Chapter 3. HDFS Permissions

The Hadoop Distributed File System (HDFS) enforces permissions the same way on Windows and Linux deployments. The HDFS permissions model for files and directories shares much of the POSIX model; each file and directory is associated with an owner and a group.

 1. HDFS and the HadoopUsers Group

On each node that HDP is installed, HDP sets up a HadoopUsers group and creates a hadoop user in that group. The hadoop user is the superuser in HDP. This user:

  1. Is the owner of the HDP services installed on each Windows Server node.

  2. Is the HDFS superuser. This superuser can modify the permissions of any HDFS directory or file, regardless of owner.

  3. Is the Oozie proxy user.

  4. Is the WebHCat proxy user.

[Note]Note

HDP depends on user accounts on each cluster node for enforcing access rules to the data in HDFS.

 1.1. Active Directory Groups and Users

HDP resolves membership in the machine's local groups, and skip groups coming from Active Directory. Although Active Directory groups are unsupported, Active Directory users are supported. You can create local groups on all nodes in the cluster, and manage group membership individually on each node. These local groups can contain Active Directory users.

For a Windows domain user, such as CORP\$win_username, the Hadoop code ignores the domain portion and treats the user identity as just the username, $win_username. File ownership in HDFS and job submissions display as $win_username.
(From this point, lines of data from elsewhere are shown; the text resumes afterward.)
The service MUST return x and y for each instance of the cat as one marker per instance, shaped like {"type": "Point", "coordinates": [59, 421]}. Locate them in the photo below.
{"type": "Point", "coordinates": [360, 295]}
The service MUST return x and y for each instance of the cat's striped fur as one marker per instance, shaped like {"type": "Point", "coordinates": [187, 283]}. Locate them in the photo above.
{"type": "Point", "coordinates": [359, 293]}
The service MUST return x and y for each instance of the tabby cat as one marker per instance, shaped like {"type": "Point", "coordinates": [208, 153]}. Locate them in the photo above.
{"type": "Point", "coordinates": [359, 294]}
Consequently, if the cluster is joined to multiple domain controllers, and the same username exists in multiple domains, Hadoop assumes they are the same user: DOMAIN1\$win_username = DOMAIN2\$win_username = DOMAIN3\$win_username.
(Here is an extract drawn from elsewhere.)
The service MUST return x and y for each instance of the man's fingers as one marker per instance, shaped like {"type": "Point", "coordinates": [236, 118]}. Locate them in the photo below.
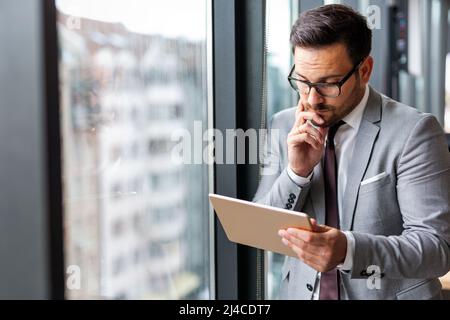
{"type": "Point", "coordinates": [308, 128]}
{"type": "Point", "coordinates": [306, 236]}
{"type": "Point", "coordinates": [307, 247]}
{"type": "Point", "coordinates": [306, 257]}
 1.2. Protecting Against Impersonation

If a user account can create new users on machines that have direct access to the HDP cluster, then those users can create a hadoop user and get administrative access to HDP services.

You can manage user access in Windows similar to a Linux non-secured cluster by:

  • Putting all of the cluster nodes behind a firewall.

  • Only allowing HDFS client access and MapReduce job submission from specific machines (or a specific subnet).

  • Giving users accounts on machines with non-admininistrator permissions.